Again, if one candidate gains over 50% of the votes in the second round, it will be the winner, otherwise voting will go through to further rounds by the same means as above until we have one clear winner.
Now, those of you who remember last year's election will recall that we had quite a palaver with people nominating things that clearly (or unclearly) were not vegetables. I would advise members to re-read the poomails of this turbulent period in order to avoid any repetition of these problems. You can go straight to the relevant postings via this link:
groups.yahoo.com/group/pooclub/messages/3076
OK, let's get those nominations in. Which vegetable(s) do you think could most suitably represent Poo Club in the year 2002? Remember, you can nominate up to THREE vegetables. Please also bear in mind that you are not being asked to choose your own personal favourite vegetables; your task is to select those which you think would best represent pooclub in 2002.

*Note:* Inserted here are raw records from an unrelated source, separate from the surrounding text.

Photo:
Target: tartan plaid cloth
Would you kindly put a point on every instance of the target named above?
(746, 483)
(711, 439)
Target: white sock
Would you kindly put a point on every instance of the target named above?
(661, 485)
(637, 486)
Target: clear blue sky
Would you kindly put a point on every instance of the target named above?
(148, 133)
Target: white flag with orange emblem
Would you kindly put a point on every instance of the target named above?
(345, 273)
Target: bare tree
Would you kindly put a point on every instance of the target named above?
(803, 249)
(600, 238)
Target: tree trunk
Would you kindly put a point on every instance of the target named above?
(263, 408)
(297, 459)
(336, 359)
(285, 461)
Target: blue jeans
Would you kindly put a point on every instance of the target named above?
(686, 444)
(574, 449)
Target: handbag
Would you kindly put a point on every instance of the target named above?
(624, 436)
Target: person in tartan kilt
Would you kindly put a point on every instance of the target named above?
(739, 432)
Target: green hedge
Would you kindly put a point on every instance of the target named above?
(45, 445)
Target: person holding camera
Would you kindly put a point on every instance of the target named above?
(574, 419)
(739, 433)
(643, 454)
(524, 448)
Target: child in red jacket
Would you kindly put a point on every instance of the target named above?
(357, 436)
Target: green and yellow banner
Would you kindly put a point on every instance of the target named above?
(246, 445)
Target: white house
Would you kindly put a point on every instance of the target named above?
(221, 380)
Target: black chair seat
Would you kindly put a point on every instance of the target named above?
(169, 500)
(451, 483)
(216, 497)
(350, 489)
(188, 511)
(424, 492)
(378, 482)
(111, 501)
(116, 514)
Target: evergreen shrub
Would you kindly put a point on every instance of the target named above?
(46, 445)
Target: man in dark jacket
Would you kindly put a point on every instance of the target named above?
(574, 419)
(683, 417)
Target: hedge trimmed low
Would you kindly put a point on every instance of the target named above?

The 2001 Vegetable Of The Year elections were undoubtedly the most problematic of pooclub's long history of vegetable polling. All went well at first with people submitting perfectly suitable candidates until Brian offered onion bhaji, saag aloo and mushroom bhaji.
Officials quickly recognised these as Hors d'Oeuvres of Indian Cuisine and whilst they contained vegetables they were not vegetables in their own right. Consequently, Brian was persuaded to select the vegetables from which these dishes were made, namely onion, spinach and mushroom. An appeal from Karl that there were actually four vegetables involved here, since saag aloo is spinach and potato, was rejected due to the fortuitous nomination of the potato by Jim.
The first round was just about to begin when an objection was raised by Sarah. As a biologist, she pointed out that technically the mushroom was not a vegetable as it does not belong to the plant kingdom, but is a fungus. This raised an intense furore and a heated debate was battled out largely between Brian and Mike as to whether the mushroom was a vegetable. The matter was settled by a pre-election poll in which the mushroom was declared not a vegetable.
And so campaigning began. Complaints were raised by Kate on Mike's electioneering tactics when she discovered that he had been visiting other Yahoo Groups and persuading people to come and join pooclub and vote for his chosen vegetable. Mike dismissed these allegations as a smear campaign, maintaining that he was engaged in perfectly legitimate canvassing, and that recruiting more members was only for the good of pooclub anyway.
Organisers of this year's election are hoping for no repetition of the problems that beset last year's campaign. Pooclub's patron Carol Vorderman has asked that members only nominate real vegetables and keep campaigning clean. "There's absolutely no need at all for the mud slinging and underhanded activities of 2001," she explained in a press conference this morning, "and anyone who transgresses the elections regulations will be put across my knee."